Langsford also commented on the current and future status of Australia's national broadband infrastructure, crucial to the company's aspirations of delivering streaming video ubiquitously.
"It's very good, and that's both fixed broadband and wireless. It will only get better too - if NBN rolls out, then one day Quickflix will be streaming 3D movies.
"I spend a fair amount of time in the US. Australia's broadband infrastructure actually holds up very well. The average connection speed of Australian broadband customers is 4.5Mbps, which is more than sufficient to enjoy Quickflix's adaptive streaming of SD and HD movies and TV. Previously [US streaming giant] Netflix has cited its average customer speed was 1.5Mbps.
"70 per cent of Australians (in our major cities) can enjoy this access. Rural and regional Australia, where 30 per cent of the population reside has slower connection speeds - the NBN (or variation thereof!) promises high speed connection for this group, and will only improve connection speeds in the city."

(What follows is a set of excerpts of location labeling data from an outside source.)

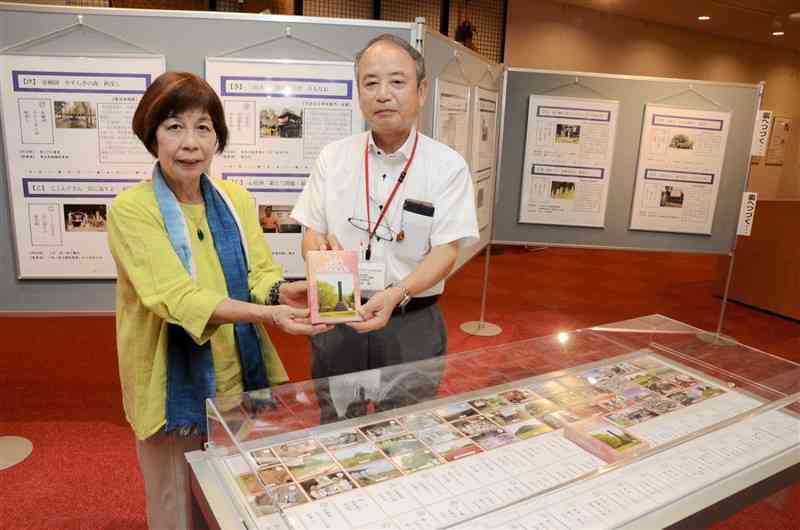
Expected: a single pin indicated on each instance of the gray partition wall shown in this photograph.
(633, 93)
(185, 39)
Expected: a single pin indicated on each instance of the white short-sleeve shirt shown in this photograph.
(335, 199)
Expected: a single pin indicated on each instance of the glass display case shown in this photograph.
(640, 423)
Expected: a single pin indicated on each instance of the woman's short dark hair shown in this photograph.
(173, 93)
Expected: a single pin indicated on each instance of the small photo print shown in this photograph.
(418, 422)
(488, 402)
(75, 115)
(562, 190)
(492, 439)
(416, 461)
(276, 219)
(356, 455)
(340, 439)
(529, 429)
(630, 417)
(383, 429)
(85, 217)
(457, 449)
(540, 407)
(456, 411)
(327, 485)
(671, 197)
(474, 426)
(264, 457)
(399, 445)
(374, 472)
(280, 121)
(518, 395)
(509, 415)
(568, 134)
(681, 141)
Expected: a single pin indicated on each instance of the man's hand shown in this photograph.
(378, 310)
(294, 294)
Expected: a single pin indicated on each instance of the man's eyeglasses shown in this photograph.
(382, 233)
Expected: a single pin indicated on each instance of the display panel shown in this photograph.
(680, 167)
(280, 115)
(569, 148)
(404, 459)
(69, 151)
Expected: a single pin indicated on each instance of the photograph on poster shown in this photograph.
(569, 149)
(85, 217)
(279, 121)
(75, 115)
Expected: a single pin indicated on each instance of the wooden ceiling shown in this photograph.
(752, 20)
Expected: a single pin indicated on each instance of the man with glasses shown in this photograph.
(404, 201)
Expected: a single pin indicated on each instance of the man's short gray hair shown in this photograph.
(419, 61)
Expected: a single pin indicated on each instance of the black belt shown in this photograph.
(414, 304)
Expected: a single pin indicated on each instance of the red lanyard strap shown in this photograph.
(385, 207)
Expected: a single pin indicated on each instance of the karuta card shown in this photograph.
(334, 294)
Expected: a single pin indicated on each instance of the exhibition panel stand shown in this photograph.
(634, 424)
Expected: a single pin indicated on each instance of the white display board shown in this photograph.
(280, 115)
(451, 120)
(69, 151)
(568, 153)
(680, 168)
(484, 151)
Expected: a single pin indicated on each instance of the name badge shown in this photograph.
(372, 277)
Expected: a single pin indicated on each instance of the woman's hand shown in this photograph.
(294, 321)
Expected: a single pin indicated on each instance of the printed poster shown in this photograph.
(280, 114)
(680, 166)
(69, 151)
(451, 118)
(569, 150)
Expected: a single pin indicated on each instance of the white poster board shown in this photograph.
(484, 152)
(280, 115)
(69, 151)
(680, 167)
(451, 118)
(569, 148)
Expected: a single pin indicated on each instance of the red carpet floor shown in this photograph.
(60, 386)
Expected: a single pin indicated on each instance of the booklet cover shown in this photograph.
(334, 295)
(604, 439)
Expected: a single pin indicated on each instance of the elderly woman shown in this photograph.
(196, 281)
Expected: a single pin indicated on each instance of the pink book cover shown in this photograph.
(334, 295)
(604, 439)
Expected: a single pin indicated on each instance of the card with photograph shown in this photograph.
(334, 295)
(492, 439)
(328, 485)
(374, 472)
(474, 425)
(457, 449)
(339, 439)
(356, 455)
(456, 411)
(416, 461)
(529, 429)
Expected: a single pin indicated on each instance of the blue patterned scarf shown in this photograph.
(190, 367)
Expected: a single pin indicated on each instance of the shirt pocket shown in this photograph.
(417, 236)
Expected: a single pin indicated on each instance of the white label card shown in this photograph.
(372, 276)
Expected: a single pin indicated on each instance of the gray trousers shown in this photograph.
(418, 337)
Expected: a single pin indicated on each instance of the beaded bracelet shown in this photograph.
(275, 292)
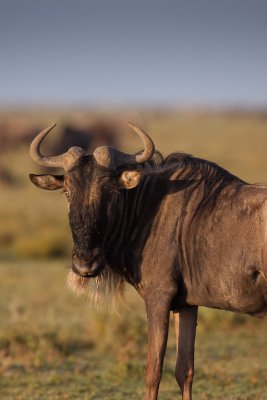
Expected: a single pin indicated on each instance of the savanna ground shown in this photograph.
(53, 345)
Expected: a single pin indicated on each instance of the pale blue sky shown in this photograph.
(121, 52)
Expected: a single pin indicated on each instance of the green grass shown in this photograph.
(54, 346)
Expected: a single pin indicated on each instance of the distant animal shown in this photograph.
(183, 231)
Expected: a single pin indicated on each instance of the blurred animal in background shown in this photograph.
(183, 231)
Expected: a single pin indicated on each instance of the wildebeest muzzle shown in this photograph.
(88, 266)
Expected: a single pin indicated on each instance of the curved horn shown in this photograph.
(65, 160)
(109, 157)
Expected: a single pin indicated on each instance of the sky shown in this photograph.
(133, 52)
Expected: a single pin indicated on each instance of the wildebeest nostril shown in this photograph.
(84, 267)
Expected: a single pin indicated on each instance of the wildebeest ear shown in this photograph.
(130, 179)
(48, 182)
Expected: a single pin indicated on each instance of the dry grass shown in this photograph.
(52, 345)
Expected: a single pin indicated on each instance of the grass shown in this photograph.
(54, 346)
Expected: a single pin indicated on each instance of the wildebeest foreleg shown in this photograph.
(158, 323)
(185, 323)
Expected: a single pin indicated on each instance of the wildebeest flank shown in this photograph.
(183, 231)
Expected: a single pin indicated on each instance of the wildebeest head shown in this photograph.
(89, 182)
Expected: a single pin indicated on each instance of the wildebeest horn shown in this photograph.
(65, 160)
(109, 157)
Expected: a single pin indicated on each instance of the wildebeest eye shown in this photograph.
(67, 194)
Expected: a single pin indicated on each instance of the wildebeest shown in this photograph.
(183, 231)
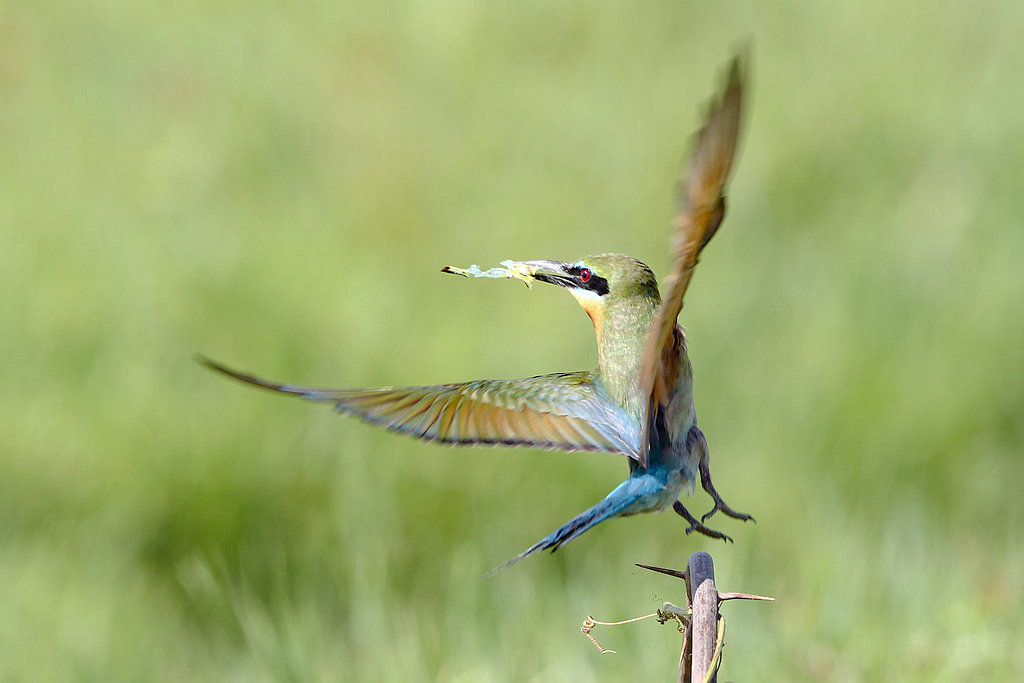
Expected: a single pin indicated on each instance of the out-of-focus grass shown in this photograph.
(278, 184)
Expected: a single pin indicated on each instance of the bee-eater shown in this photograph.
(638, 401)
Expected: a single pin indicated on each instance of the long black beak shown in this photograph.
(553, 272)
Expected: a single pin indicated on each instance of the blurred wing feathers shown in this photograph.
(700, 210)
(565, 411)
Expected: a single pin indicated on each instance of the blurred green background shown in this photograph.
(278, 184)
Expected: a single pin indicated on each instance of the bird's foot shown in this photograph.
(695, 524)
(720, 505)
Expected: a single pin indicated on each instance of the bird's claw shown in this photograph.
(723, 507)
(697, 525)
(720, 505)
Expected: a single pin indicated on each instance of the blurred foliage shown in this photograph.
(278, 184)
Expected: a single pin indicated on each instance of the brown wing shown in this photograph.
(700, 209)
(565, 411)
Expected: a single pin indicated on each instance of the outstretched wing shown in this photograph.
(565, 411)
(700, 210)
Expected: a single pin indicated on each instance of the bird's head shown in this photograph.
(599, 283)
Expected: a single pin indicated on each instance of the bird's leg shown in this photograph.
(695, 524)
(710, 487)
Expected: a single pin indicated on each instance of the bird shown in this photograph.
(638, 401)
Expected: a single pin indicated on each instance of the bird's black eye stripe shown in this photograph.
(589, 280)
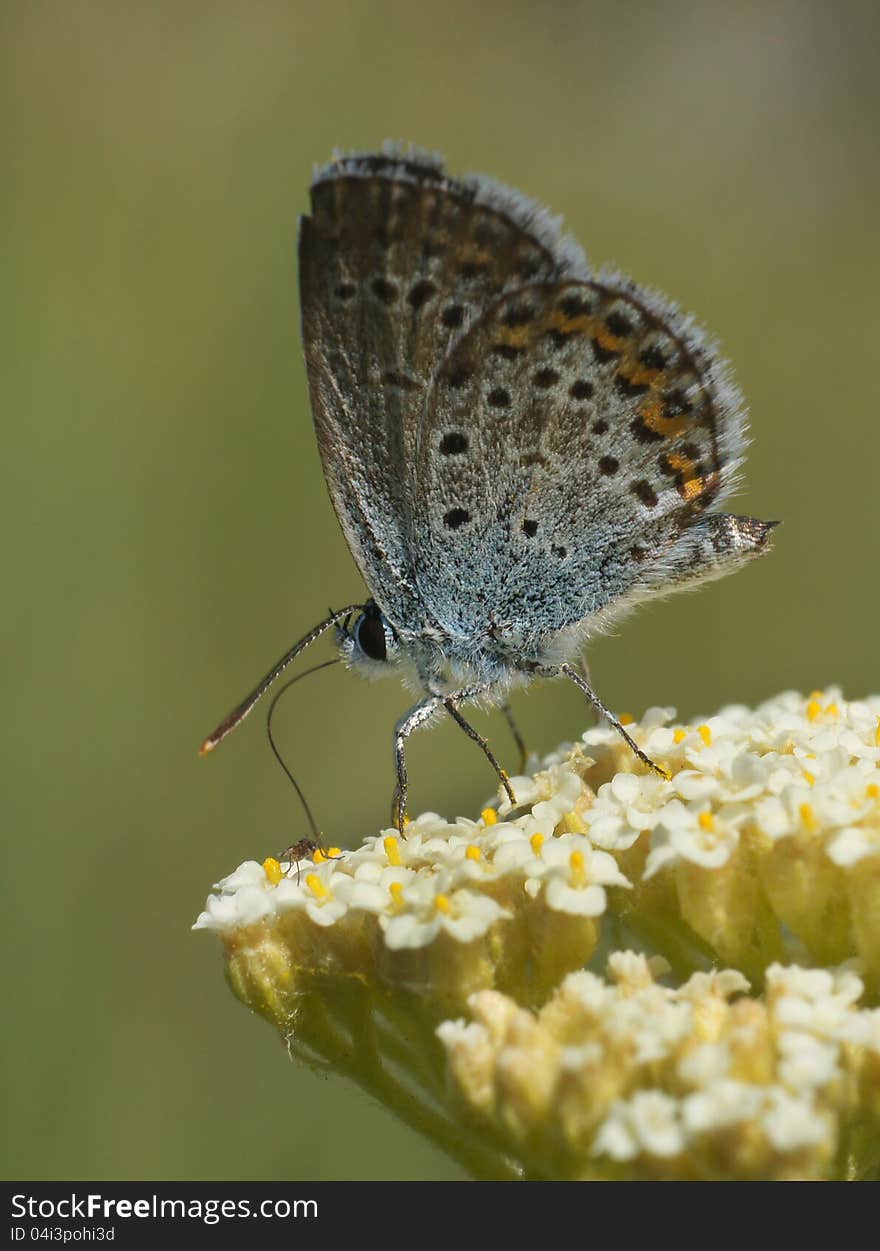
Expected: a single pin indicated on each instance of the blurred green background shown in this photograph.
(168, 533)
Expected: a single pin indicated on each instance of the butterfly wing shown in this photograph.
(397, 262)
(575, 439)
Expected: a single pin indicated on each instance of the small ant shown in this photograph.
(303, 848)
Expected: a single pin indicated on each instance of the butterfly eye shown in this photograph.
(369, 633)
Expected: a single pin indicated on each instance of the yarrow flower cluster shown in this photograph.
(761, 847)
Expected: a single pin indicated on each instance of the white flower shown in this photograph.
(724, 1102)
(647, 1124)
(791, 1122)
(426, 911)
(699, 837)
(573, 876)
(805, 1061)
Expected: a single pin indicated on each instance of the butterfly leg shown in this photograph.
(417, 716)
(517, 737)
(582, 684)
(450, 703)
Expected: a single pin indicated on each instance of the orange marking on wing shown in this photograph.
(690, 486)
(652, 415)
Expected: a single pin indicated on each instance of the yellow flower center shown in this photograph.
(317, 887)
(809, 817)
(578, 870)
(273, 871)
(392, 851)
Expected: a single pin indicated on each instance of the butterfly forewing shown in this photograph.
(397, 262)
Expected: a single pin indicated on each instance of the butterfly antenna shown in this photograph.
(309, 817)
(238, 714)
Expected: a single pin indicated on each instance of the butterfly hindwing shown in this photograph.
(571, 438)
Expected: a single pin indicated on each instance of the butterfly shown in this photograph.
(518, 448)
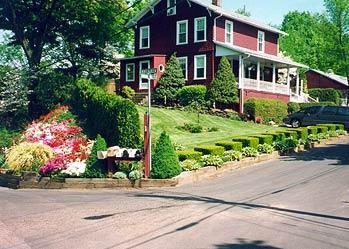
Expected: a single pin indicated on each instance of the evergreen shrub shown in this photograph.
(165, 163)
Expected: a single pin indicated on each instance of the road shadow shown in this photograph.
(245, 244)
(337, 152)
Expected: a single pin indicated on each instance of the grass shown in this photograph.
(168, 119)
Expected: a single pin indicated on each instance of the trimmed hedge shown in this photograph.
(312, 130)
(268, 110)
(210, 150)
(229, 145)
(116, 119)
(190, 94)
(326, 94)
(189, 154)
(264, 139)
(248, 141)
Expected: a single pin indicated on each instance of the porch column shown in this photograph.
(274, 78)
(288, 79)
(258, 74)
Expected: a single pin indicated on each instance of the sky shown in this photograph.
(273, 11)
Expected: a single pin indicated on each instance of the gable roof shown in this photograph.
(214, 8)
(340, 79)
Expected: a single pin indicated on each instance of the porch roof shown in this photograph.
(224, 49)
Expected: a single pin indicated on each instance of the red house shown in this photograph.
(201, 34)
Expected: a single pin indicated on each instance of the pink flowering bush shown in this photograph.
(65, 138)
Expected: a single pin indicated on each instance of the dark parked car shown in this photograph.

He also told PC World that one central aspect preventing uptake of video-on-demand and streaming IPTV services - limited download quotas - was largely a thing of the past.
"What has held Australia back in the past has been onerous data caps. But these have lifted over the past two years, so now I can get 200 gigabytes, or in some cases unlimited access, for [around] $50 per month.
"Un-metering access is no longer an issue by and large because data caps have lifted considerably across the board. Someone on a 200gb plan can watch a lot of streamed movies and TV, and everything else they use their internet for."